U.S. Secretary of State Hillary Clinton is bringing with her an all-star team for the second round of U.S.-India Strategic Dialogue, which will take place later this year. Five heads of agencies are joining her, including the Director of National Intelligence, along with 3 officials who are one rung away from the top of their agencies. They will do useful work, but they need to make their game more ambitious.

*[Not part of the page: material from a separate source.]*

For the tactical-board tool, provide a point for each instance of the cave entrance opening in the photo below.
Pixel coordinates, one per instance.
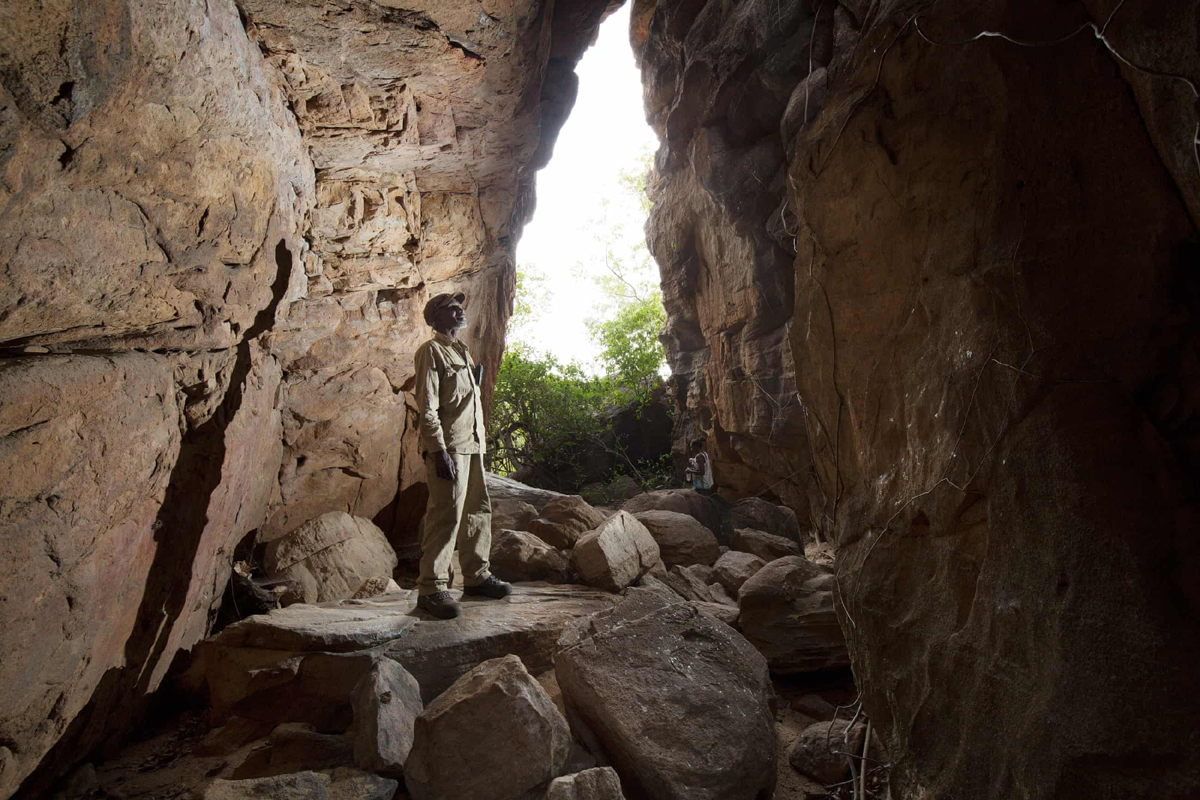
(580, 402)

When nine U.S. cabinet or sub-cabinet officers travel across nearly ten time zones together, it surely is an indication that the country at the other end of their long flight matters. Despite the impressive lineup, however, the focus is modest: continuing the work begun on homeland security during the visit of Secretary Janet Napolitano; chipping away at the governmental obstacles to expanded investment and technological exchange; bringing more vigorous life to the long-standing but under-performing energy dialogue. There is a long list of trade and investment issues that have been waiting for a solution for upwards of five years; unfortunately, the senior U.S. officials responsible for these aren’t on the delegation. Implementation is pesky but important, so one should not belittle high level dialogues that provide the visibility staff in both governments need to complete the job.

Those nostalgic for another game-changing initiative on the scale of the India-U.S. agreement on civil nuclear cooperation are destined to be disappointed. Neither government is ready for that kind of effort. The U.S. administration is overwhelmed with the debt ceiling, and behind it an equally nasty budget debate. The Indian government, hit by a string of scandals, has not yet regained the confidence it needs to navigate the treacherous waters of parliament.

But even recognizing the two governments’ political constraints and the difficulty (and lack of sex appeal) of implementation, one would have liked to see a bit more vision. I suggest three candidates.

First: a frank conversation about some of the broader strategic issues that concern both countries, such as Afghanistan and the emerging agenda for the United Nations Security Council. With India and Pakistan holding to their plans for talks despite the Mumbai blasts, one hopes the delegation will get a candid briefing on how India assesses the prospects – and will be able to discreetly encourage both sides to make real progress.

Second: Get serious about negotiating a Bilateral Investment Treaty. Preliminary moves have been stymied by differences between the two countries’ standard texts for such treaties, and by the Obama administration’s decision to review its template. Use the high level talent going to Delhi to achieve agreement in principle that both sides will need to deviate from their models, and get on with the job.

Third: There is a visionary goal out there, even if neither country is ready to embrace it yet: a free trade agreement. The delegation should at least get people talking about the idea – and why it could make the India-U.S. partnership truly strategic.